A team of Chinese scientists has developed a simple and comprehensive method to determine whether a crop has been genetically modified.

The research comes at a time when many consumers are unable to avoid consuming genetically modified (GM) foods - particularity corn and soy - and when regulation on labeling biotech foods as GM has yet to come to fruition.

As time passes and more GM crops are brought to market, the demand for accurate labeling will only increase, the researchers contend.

The US government has not declared there to be any dangers that could arise from GM foods, but many consumers are wary GM foods, especially in Europe, where the regulations on GM food is the most stringent in the world. Only 48 GM crops are allowed in the European Union.

This month General Mills, the maker of the popular breakfast cereal Cheerios, said they were changing the ingredients of their flagship product to make it free of GM foods, a move the company said it did because it felt its customers wanted it.

But by the end of 2012, farmers were growing GM crops in 28 countries on more than 420 million acres of land, an increase in excess of 100 percent in just over two decades, according to the American Chemical Society.

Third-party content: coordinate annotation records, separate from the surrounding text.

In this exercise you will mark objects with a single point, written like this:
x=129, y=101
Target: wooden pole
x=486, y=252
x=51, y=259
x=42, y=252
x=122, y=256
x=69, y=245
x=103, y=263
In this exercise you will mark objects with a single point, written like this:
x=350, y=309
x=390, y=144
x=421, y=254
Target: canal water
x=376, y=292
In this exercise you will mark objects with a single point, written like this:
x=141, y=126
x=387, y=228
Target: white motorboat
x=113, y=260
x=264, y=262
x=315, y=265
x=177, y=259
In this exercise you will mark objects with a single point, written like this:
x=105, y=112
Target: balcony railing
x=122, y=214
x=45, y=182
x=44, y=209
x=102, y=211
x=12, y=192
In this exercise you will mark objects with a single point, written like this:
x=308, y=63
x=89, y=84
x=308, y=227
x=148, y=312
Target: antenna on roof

And despite public wariness, GM crops are likely to continue to proliferate, which is why researchers Li-Tao Yang, Sheng-Ce Tao and their colleagues suggest that a single, comprehensive scan to detect whether a crop is GM will be more necessary than ever in the future.

The researchers developed a method they call "multiplex amplification on a chip with readout on an oligo microarray," or, more simply, MACRO.

The MACRO system is a combination of two well-known genetic testing methods that detect GM foods by flagging specific genes. The research team says MACRO can detect about 97 percent of known commercial GM crops, which is more than twice the effectiveness of other existing tests. MACRO can also be expanded to include additional GM crops created in the future and is ready for real-world applications, the researches said.

"We believe MACRO is the first system that can be applied for effectively monitoring the majority of the commercialized GMOs in a single test," the researchers said in the abstract to their research, which is published in the journal Analytical Chemistry.